WHAT IT MEANS AND WHY IT'S IMPORTANT This is shaping up to be a Fight Night dream card, with the battle arena located in the digestives aisle of a pharmacy near you. Are you ready to rumble?


(THE NEWS: P&G develops new program in line with Prilosec OTC. For the full story, click here)


This announcement means one thing — that the marketing mavens over at Procter & Gamble are gearing up to protect their $200-million-plus brand Prilosec OTC against two proton-pump inhibitor newcomers. Those newcomers are Novartis with Prevacid 24 HR, and soon Merck (Schering-Plough), with the launch of Zegerid OTC. And both companies would certainly be more than happy to realize the more-than $200 million in annual sales that has been projected for each (with Prevacid 24 HR, this year; with Zegerid OTC, within three years).


That begs the question, can the antacid category harbor three blockbusteresque OTCs, all with greater-than $200 million in annual sales? Who knows?
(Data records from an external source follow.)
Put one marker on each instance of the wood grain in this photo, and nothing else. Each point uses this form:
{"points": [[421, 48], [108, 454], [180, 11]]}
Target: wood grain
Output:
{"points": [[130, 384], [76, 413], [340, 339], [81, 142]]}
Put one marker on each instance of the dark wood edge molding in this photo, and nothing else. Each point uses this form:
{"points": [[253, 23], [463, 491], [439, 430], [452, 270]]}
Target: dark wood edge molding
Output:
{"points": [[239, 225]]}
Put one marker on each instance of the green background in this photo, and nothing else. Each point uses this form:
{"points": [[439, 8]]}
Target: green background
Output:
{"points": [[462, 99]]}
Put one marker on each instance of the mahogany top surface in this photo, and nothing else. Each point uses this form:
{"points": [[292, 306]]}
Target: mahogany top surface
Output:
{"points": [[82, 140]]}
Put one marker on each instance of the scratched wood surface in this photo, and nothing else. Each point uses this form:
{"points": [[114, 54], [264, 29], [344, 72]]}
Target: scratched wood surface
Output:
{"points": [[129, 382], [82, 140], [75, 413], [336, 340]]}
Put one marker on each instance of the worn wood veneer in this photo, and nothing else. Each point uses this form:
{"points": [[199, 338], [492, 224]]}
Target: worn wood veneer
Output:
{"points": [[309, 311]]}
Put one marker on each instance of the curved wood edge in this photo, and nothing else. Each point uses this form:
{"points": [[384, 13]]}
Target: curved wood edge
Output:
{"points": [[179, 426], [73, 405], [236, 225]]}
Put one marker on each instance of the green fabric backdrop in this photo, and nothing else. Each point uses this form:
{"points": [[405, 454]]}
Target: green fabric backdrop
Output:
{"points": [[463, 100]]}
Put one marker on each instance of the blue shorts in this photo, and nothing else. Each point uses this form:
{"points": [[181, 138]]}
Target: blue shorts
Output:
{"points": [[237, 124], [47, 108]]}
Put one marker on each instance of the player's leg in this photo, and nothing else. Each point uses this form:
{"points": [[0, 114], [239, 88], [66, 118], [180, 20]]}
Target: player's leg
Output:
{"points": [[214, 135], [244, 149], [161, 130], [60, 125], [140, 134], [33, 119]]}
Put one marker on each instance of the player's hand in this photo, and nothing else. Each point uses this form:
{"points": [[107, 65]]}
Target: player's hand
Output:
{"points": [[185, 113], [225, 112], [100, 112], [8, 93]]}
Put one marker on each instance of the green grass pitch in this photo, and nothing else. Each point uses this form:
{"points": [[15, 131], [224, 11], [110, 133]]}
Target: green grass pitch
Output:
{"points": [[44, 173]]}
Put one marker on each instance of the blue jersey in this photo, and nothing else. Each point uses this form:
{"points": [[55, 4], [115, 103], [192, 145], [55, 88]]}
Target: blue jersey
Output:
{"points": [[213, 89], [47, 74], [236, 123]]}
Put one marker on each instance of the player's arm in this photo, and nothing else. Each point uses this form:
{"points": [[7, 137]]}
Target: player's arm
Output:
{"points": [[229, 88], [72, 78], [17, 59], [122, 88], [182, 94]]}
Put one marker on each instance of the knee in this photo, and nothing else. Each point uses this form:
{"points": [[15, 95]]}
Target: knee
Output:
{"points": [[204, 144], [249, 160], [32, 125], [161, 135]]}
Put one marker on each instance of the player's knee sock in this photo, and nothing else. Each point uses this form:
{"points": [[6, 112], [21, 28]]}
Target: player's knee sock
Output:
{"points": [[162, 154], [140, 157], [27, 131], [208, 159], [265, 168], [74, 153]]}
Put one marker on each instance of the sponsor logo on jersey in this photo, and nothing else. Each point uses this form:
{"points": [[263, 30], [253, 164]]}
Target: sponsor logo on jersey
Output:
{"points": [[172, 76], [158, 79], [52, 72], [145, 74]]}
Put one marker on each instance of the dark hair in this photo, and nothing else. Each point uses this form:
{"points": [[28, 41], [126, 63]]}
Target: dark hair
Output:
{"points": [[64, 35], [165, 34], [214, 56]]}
But retailers are going to be pulling in plenty of profit trying to find out.


Because it’s not only P&G, Novartis and Merck that are on this dream card. There’s also GlaxoSmithKline, McNeil Consumer and Boehringer Ingelheim all looking to prevent erosion of their own antacid franchises — Tums, Pepcid and Zantac, respectively.


All things considered, it’s probably a safe bet that the $1.5 billion in total mass market antacid sales for the 52 weeks ended Nov. 28, 2009, down 1.4% from the previous year, will be significantly ramping higher going forward (sales figures are across food, drug and mass, including Walmart, courtesy of the Nielsen Group). Marketshare swapping aside, there’s still an incremental number of PPI prescription users who will be making their way to the digestives aisle. Now it’s just the challenge of grabbing and keeping both old and new-to-OTC heartburn sufferers.